Durante el último trimestre del año me he puesto en la empresa de terminar el reto de lectura anual en Goodreads. Quizá me he vuelto un poco monotemática con este reto aquí, y es que es una de las cosas de las que quiero hablar. Y por fortuna he tenido buena racha lectora, la mayoría de los libros que escogí han sido interesantes, vigorizantes y educativos.

Este año me he “obsesionado” (por llamarlo de alguna forma) con la empresa de leer libros que me enseñen algo. Que alimenten mi jardín creativo y despierten mi deseo por hacer cosas.

Dos de los libros que encajan perfectamente en esta categoría son El Poder del Asombro de Amber Rae y El Arte de Pedir de Amanda Palmer.

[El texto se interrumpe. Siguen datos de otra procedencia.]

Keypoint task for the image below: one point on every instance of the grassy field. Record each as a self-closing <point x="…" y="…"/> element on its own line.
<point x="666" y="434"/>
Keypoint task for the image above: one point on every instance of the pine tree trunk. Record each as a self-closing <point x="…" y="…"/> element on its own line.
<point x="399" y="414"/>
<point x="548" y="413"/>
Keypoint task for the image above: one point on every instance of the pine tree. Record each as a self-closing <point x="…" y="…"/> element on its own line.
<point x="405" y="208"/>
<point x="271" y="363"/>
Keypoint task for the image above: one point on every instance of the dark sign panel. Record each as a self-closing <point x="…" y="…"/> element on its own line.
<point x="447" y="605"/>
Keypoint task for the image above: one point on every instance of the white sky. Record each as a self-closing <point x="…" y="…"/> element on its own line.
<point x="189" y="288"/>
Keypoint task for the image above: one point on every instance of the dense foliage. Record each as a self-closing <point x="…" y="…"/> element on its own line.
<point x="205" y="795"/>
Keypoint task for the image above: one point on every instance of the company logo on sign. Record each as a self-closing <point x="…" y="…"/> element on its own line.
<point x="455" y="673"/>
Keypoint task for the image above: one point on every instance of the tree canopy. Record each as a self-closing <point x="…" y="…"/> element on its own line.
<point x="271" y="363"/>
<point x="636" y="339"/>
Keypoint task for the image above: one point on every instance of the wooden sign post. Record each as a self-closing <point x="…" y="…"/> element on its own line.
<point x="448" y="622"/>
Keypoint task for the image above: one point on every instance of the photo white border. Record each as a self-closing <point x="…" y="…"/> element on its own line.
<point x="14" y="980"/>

Imágenes encontradas en Google.

Me gusta leer porque encuentro respuesta. Descubro nuevos nombres para mis pensamientos o sentimientos. La lectura me recuerda que no estoy sola, que no soy un bicho raro al que le pasan cosas que a otros jamás le han ocurrido, y jamás han pensado. Que hay más personas como yo: que siente las cosas que siento, que piensa las cosas que pienso y que se hace las mismas preguntas, que tiene los mismos miedos, que le duelen las mismas cosas.

Página 31 del libro El arte de Pedir de. Amanda Palmer

Días atrás hablaba con mi amiga Andrea sobre cómo no me resulta cómodo pedir cosas. Ella dijo que había notado que tengo un issue con “pedir” favores o ayuda desde que era adolescente. Algo de lo que no era consciente y que ella me ayudó a ver.